The first for the head of any Commander, only once claimed in the
history of Praes. The second, though? It was for two fingers.''
I leaned closer, voice almost a whisper.
``The one that came after was titled \emph{Vile}, and of that epiteth
proved well-deserving, but for all that he was not without cleverness,''
I said. ``It was longbows on a wall, that broke his predecessor and so
he put coin to unmaking the first of these two. For four centuries
following, anyone bringing back the severed index and middle fingers of
a Deoraithe was rewarded in gold.''
Pallas of Helike went very, very still.
``Yeah, I figured you'd understand,'' I said. ``You're an archer
yourself. But a snip of the knife and all that skill, all those
years\ldots{} up in smoke. Can't pull back the string without those, can
you?''
``And this,'' General Pallas replied, ``is the span of your
\emph{mercy}?''
``I never claimed my kind of tyranny to be deserving of capital
letter,'' I said. ``So you'll keep the fingers, Pallas. But they will be
broken, by your own hands, and with them I take every fucking thing that
allows you to call yourself \emph{kataphraktoi}.''
The woman's eyes widened in surprise and anger.

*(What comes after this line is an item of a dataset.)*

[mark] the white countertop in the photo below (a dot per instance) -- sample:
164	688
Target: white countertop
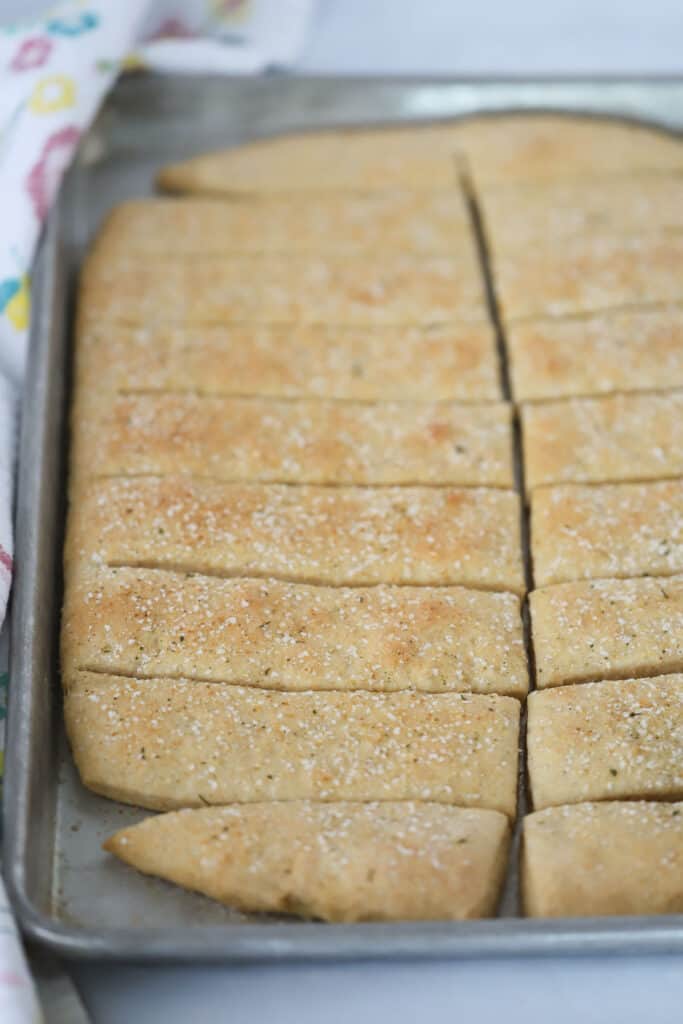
437	37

``You cannot-'' she began.
``Be silent,'' I hissed. ``You ride around slaying my soldiers and
abetting a madman's madness when the King of Death is sinking his teeth
in the world. You do not get to be indignant, Pallas of Helike. You're a
worm in the flesh, and if neither you nor your master can be trusted not
to act as the ushers of the end times then you will have to be
\emph{disciplined}.''
I rose to my feet, leaning on ebony, and glared down.
``You came here as cataphracts,'' I said. ``And here will stay your
horses and arms and armour. Not a single one of you will leave this
place with as much as a butter knife.''
Breathing out, I met pale eyes and let the slightest part of the fury I
still felt slip into my gaze.
``Walk back to your Theodosian, General Pallas,'' I said. ``And give him
warning from the Black Queen -- if he ever pulls anything like this on
my people again, there's room for another soul on my cloak.''
In the sky far above crows cawed, the sound of it eerily like laughter.